Update: This answer is well within the defined community guidelines and not a non-answer speaking only about a commercial solution.


One solution I have seen come up multiple times in this space is to sync from DynamoDB into a separate database that is more well suited for the types of operations you're looking for.

I wrote a blog about this topic comparing various approaches I've seen people take to this very problem, but I'll summarize some of the key takeaways here so you don't have to read all of it.

DynamoDB secondary indexes

What's good?

  1. Fast and no other systems needed!
  2. Good for a very specific analytic feature you're building (like a leaderboard)

Considerations

  1. Limited # of secondary indexes, limited fidelity of queries
  2. Expensive if you're depending on scans
  3. Security and performance concerns using production database directly for analytics

DynamoDB + Glue + S3 + Athena

Architecture

What's good?

  1. All components are “serverless” and require no provisioning of infrastructure
  2. Easy to automate ETL pipeline

Considerations

  1. High end-to-end data latency of several hours, which means stale data
  2. Query latency varies between tens of seconds to minutes
  3. Schema enforcement can lose information with mixed types
  4. ETL process can require maintenance from time to time if structure of data in source changes

DynamoDB + Hive/Spark

Architecture

What's good?

  1. Queries over latest data in DynamoDB
  2. Requires no ETL/pre-processing other than specifying a schema

Considerations

  1. Schema enforcement can lose information when fields have mixed types
  2. EMR cluster requires some administration and infrastructure management
  3. Queries over the latest data involves scans and are expensive
  4. Query latency varies between tens of seconds to minutes directly on Hive/Spark
  5. Security and performance implications of running analytical queries on an operational database

DynamoDB + AWS Lambda + Elasticsearch

What's good?

  1. Full-text search support
  2. Support for several types of analytical queries
  3. Can work over the latest data in DynamoDB

Considerations

  1. Requires management and monitoring of infrastructure for ingesting, indexing, replication, and sharding
  2. Requires separate system to ensure data integrity and consistency between DynamoDB and Elasticsearch
  3. Scaling is manual and requires provisioning additional infrastructure and operations
  4. No support for joins between different indexes

DynamoDB + Rockset

Architecture

What's good?

  1. Completely serverless.
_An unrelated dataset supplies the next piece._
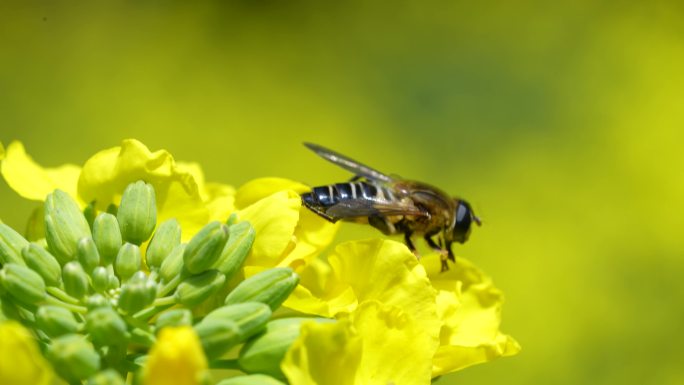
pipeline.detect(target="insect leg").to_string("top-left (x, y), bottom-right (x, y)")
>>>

No operations or provisioning of infrastructure or database required
  2. Live sync between DynamoDB and the Rockset collection, so that they are never more than a few seconds apart
  3. Monitoring to ensure consistency between DynamoDB and Rockset
  4. Automatic indexes built over the data enabling low-latency queries
  5. SQL query serving that can scale to high QPS
  6. Joins with data from other sources such as Amazon Kinesis, Apache Kafka, Amazon S3, etc.
  7. Integrations with tools like Tableau, Redash, Superset, and SQL API over REST and using client libraries.
  8. Features including full-text search, ingest transformations, retention, encryption, and fine-grained access control

Considerations

  1. Not a great fit for storing rarely queried data (like machine logs)
  2. Not a transactional datastore

(Full Disclosure: I work on the product team @ Rockset) Check out the blog for more details on the individual approaches.


You are correct, DynamoDB is not designed as a relational database and does not support join operations. You can think about DynamoDB as just being a set of key-value pairs.
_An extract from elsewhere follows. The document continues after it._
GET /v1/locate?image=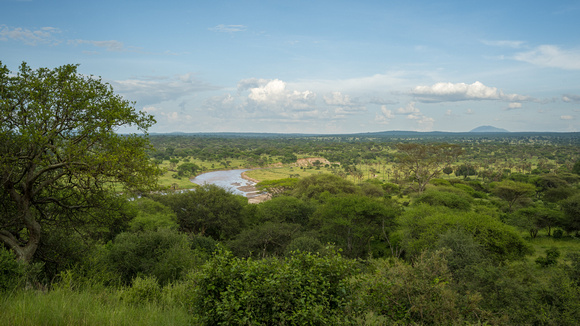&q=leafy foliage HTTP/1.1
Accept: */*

[188,251,356,325]
[0,63,158,261]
You can have the same keys across multiple tables (e.g. document_IDs), but DynamoDB doesn't automatically sync them or have any foreign-key features. The document_IDs in one table, while named the same, are technically a different set than the ones in a different table. It's up to your application software to make sure that those keys are synced.
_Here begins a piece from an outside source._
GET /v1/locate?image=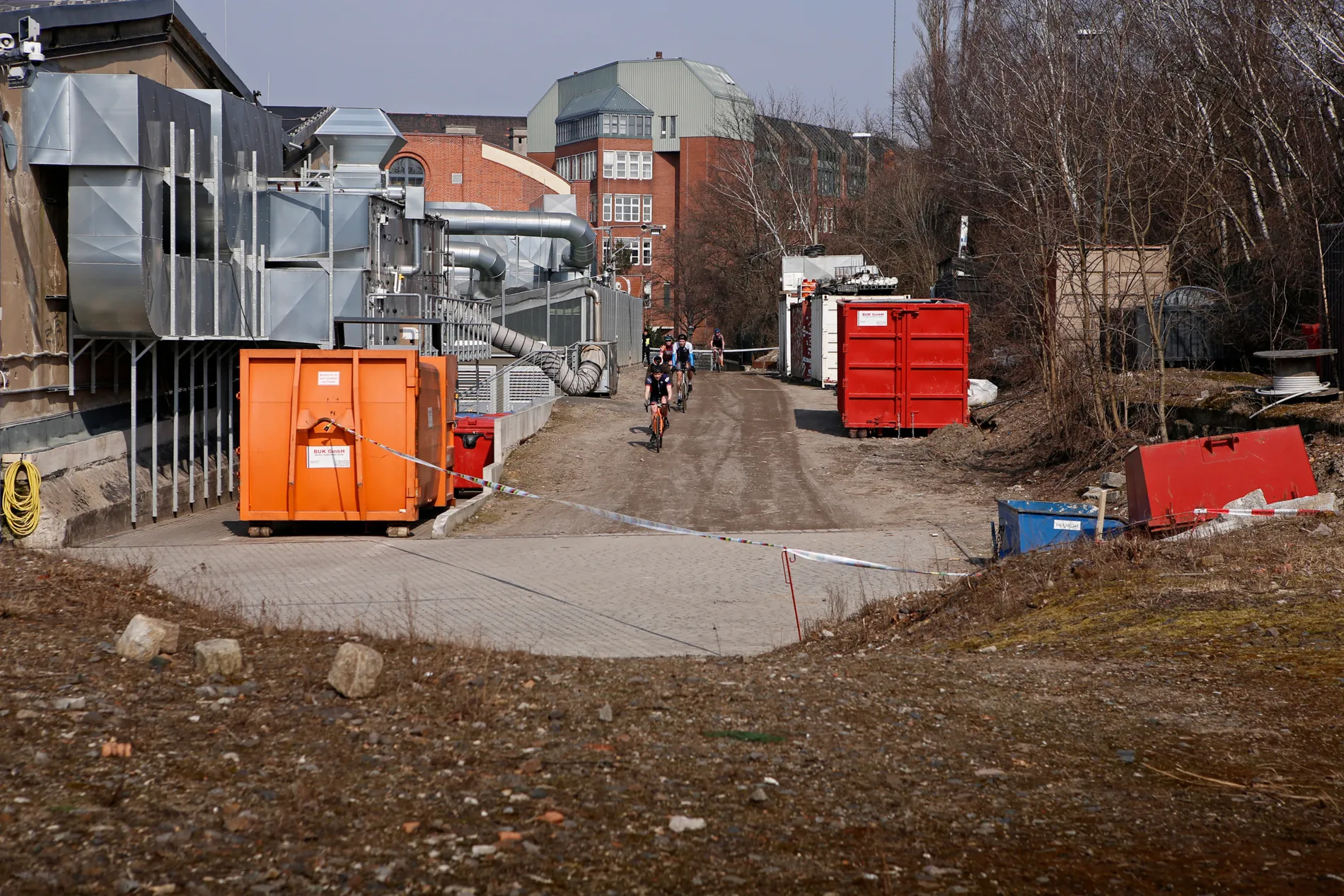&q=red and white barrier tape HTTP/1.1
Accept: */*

[1195,508,1335,516]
DynamoDB is a different way of thinking about databases and you might want to consider using a managed relational database such as Amazon Aurora: https://aws.amazon.com/rds/aurora/

One thing to note, Amazon EMR does allow DynamoDB tables to be joined, but I'm not sure that's what you're looking for: http://docs.aws.amazon.com/ElasticMapReduce/latest/DeveloperGuide/EMRforDynamoDB.html


With DynamoDB, rather than join I think the best solution is to store the data in the shape you later intend to read it.

If you find yourself requiring complex read queries you might have fallen into the trap of expecting DynamoDB to behave like an RDBMS, which it is not. Transform and shape the data you write, keep the read simple.

Disk is far cheaper than compute these days - don't be afraid to denormalise.